Introduction: "Meet Doug"

"'Meet Doug' was made to represent the youth culture through characters who are flawed, but profoundly creative, smart, and funny. "
Théo Jollet

Théo Jollet's Meet Doug is now showing exclusively on MUBI starting July 12, 2023, in the series Brief Encounters.

MD

I've always been fascinated by the spaces where I grew up, wedged between the average town and the countryside. I spent my teenage years around municipal football pitches, snack bars and other multi-purpose halls. The way that these human traces, concreted and poorly maintained, come in direct contact with forests, rivers, and peat bogs, all form the ground that nurtures the imagination of my films. 

Later on, I met Martin Maire and Thomas Trichet, with whom I still work actively on a number of projects, including Meet Doug. Together we discovered works such as Nicolas Winding Refn's Pusher trilogy, and shows such as The Wire by David Simon and Ed Burns, or The Sopranos by David Chase. These early inspirations gave rise to Doug, a young loser, delinquent through petty crime, initially in the form of drawings and comic strips. He reminded me of some individuals who gravitated to these in-between spaces that inspire me so much. He also represented an opportunity to create a work that would relocate the figure of the French thug from the Parisian suburbs to the countryside while working on a vernacular universe. Doug belongs both to a young generation with very specific codes and to the category of gangster characters, both of which are often portrayed in a binary way in French cinema. Indeed, the thug characters generally belong to dramatic intrigues implying a lot of violence, and rare are the mainstream films that seriously consider young people's language, culture, and humor. Meet Doug was made to represent these aspects as we have been perceiving, living, and witnessing them, through characters who are flawed, but profoundly creative, smart, and funny. 

In 2018, in the middle of the process of writing the film, I was an exchange student in Cincinnati, in the United States. While there, I discovered a branch of rap that I had never heard of before, which my friends defined in their own way as “crimewave”: a genre based on horrific universes, using musical samples from Z series, video games, or midnight movies. I then had the idea of giving the film a musical direction by casting rappers. This opened the door to many ideas and themes. Indeed, Meet Doug is indissociable from slang that is directly connected to rap. The mystical and supernatural aspect of these influences also guided us towards the creation of the character of Alukah, who upsets the strong and sometimes misogynistic male personalities of the film. A synthesis of both their fantasies and their fears, Alukah allows us to invert the symbolism surrounding the rapper, who is frequently portrayed as all-powerful in music videos. The reactions to this encounter allowed us to develop our characters and their ambivalent feelings and attitudes towards Alukah, but also towards their very own group of friends. 
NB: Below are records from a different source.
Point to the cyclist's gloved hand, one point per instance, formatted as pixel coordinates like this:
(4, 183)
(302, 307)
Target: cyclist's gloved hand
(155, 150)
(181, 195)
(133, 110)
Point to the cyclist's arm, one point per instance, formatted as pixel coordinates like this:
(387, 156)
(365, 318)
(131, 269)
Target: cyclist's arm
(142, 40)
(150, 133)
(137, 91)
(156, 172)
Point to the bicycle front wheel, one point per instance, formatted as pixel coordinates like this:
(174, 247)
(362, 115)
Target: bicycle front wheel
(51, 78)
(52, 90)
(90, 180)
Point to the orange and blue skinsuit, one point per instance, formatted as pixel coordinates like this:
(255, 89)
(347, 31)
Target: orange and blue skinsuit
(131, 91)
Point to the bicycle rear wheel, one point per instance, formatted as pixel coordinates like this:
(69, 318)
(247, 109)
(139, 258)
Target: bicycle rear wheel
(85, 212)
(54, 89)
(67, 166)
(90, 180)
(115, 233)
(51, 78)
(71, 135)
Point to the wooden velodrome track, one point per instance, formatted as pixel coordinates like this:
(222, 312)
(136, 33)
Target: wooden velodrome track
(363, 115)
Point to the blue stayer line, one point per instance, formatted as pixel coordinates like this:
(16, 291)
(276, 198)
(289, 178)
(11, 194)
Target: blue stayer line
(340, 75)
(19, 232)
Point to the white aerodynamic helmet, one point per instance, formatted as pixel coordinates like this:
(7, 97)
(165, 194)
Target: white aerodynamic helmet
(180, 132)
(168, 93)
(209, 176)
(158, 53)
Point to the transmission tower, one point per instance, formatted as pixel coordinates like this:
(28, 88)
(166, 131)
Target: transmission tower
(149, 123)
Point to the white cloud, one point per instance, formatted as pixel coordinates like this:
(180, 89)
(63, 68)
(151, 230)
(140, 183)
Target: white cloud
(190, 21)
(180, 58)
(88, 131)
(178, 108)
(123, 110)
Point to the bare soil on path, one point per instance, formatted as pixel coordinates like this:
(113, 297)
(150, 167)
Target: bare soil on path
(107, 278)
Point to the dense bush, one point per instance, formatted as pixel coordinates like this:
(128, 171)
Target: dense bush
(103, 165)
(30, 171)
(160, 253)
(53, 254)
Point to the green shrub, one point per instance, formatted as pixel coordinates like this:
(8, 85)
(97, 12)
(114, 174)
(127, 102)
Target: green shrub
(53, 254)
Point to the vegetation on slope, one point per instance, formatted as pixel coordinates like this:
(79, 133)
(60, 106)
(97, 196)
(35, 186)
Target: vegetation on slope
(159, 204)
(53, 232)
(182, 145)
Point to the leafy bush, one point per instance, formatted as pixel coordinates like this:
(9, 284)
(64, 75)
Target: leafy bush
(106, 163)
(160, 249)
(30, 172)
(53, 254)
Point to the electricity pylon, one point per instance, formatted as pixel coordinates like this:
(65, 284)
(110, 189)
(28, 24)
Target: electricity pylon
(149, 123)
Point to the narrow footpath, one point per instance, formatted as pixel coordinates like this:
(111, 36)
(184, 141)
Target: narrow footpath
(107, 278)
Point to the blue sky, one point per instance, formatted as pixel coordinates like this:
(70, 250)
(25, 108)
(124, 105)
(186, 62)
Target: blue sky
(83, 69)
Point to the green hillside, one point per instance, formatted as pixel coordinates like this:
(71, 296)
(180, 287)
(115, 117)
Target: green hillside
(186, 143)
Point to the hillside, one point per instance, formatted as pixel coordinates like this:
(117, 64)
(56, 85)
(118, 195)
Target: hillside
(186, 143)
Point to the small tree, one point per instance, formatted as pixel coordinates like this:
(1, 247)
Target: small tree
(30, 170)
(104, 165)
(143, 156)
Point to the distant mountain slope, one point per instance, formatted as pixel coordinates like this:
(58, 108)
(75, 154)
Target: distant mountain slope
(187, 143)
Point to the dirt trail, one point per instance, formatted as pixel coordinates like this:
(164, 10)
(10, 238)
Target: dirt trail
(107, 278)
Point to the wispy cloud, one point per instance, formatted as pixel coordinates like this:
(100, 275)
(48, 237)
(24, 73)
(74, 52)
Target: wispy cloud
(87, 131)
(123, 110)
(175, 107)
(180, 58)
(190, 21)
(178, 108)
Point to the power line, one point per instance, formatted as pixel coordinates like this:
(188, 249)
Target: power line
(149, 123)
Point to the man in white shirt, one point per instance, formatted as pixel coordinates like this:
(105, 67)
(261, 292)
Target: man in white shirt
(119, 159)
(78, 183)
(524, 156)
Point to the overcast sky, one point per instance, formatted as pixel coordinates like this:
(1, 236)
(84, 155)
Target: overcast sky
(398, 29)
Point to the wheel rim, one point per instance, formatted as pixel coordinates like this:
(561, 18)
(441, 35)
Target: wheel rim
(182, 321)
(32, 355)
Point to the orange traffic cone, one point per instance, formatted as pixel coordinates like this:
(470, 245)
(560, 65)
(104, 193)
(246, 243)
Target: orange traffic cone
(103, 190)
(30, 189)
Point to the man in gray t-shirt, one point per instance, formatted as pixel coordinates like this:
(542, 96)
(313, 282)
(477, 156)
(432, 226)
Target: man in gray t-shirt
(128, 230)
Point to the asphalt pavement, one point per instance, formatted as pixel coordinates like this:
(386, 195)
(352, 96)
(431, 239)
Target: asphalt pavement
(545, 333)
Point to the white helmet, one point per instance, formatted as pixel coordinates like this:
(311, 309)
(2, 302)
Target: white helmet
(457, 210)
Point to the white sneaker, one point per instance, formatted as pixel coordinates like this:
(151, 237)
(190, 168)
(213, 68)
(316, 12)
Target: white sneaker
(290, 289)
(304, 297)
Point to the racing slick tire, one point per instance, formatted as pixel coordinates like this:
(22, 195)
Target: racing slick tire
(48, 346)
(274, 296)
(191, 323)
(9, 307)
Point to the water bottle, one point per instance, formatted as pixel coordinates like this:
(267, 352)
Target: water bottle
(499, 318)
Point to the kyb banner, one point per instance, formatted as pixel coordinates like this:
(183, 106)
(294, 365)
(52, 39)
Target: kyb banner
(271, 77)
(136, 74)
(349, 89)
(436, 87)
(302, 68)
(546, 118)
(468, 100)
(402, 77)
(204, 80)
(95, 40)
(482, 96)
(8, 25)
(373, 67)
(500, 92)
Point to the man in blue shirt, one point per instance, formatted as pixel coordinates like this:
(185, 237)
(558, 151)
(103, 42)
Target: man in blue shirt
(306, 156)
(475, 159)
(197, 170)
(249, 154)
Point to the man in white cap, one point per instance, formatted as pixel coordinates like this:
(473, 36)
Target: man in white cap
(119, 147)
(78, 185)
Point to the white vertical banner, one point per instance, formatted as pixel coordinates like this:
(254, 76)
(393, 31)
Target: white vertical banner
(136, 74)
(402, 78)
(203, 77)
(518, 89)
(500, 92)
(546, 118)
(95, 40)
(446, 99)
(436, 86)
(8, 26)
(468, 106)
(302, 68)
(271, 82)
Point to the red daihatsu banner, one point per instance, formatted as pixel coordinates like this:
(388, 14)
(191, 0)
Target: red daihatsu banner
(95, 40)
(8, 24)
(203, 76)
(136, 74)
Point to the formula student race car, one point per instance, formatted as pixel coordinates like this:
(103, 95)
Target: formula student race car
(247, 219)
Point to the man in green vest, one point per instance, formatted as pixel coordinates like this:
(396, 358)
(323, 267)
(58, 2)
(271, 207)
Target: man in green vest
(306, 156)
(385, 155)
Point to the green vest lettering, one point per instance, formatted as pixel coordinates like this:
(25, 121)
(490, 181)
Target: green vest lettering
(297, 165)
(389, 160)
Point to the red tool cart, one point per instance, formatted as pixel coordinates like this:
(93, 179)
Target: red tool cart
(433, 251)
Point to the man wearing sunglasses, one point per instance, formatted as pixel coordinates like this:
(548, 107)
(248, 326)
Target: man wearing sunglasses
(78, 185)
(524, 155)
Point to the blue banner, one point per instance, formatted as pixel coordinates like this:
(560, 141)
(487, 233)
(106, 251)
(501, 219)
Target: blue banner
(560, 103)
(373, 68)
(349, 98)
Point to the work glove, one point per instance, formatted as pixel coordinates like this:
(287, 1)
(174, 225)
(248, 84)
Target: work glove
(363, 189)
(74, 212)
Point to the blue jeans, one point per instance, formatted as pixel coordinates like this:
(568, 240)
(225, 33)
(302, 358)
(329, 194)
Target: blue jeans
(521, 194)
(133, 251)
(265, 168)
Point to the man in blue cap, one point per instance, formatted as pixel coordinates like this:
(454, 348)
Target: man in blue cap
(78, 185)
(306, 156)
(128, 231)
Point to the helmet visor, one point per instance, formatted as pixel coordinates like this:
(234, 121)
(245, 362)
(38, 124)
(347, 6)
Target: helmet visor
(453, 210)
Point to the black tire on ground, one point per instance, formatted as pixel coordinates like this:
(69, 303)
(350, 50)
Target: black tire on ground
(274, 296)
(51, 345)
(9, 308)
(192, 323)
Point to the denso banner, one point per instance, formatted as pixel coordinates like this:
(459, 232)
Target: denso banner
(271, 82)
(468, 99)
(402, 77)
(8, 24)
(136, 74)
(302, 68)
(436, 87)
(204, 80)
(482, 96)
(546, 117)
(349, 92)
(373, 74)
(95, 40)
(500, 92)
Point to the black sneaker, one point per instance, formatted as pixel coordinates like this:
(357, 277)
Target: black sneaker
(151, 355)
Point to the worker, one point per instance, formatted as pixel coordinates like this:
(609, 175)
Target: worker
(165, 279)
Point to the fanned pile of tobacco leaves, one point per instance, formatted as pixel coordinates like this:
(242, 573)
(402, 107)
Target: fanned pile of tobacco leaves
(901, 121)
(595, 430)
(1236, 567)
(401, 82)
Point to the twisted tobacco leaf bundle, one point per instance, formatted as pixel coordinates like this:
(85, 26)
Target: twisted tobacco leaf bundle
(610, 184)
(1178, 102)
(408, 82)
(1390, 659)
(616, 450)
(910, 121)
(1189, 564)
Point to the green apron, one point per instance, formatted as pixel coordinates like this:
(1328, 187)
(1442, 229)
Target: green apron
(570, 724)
Finally, Meet Doug was first and foremost a fantastic collective adventure. We worked through an original writing process in collaboration with young artists from the French contemporary music scene: VVS Babyface, Buzz, Kiala Ogawa, and OGRask (all the songs from the soundtrack can be found on the film's mixtape, available on Spotify). We also worked organically on set, starting from a script while embracing new ideas, allowing us to mix documentary systems and improvisations. It was this joy, combined with the freedom of a universe without frontiers, that guided us to create this facetious little world—which we hope you will enjoy!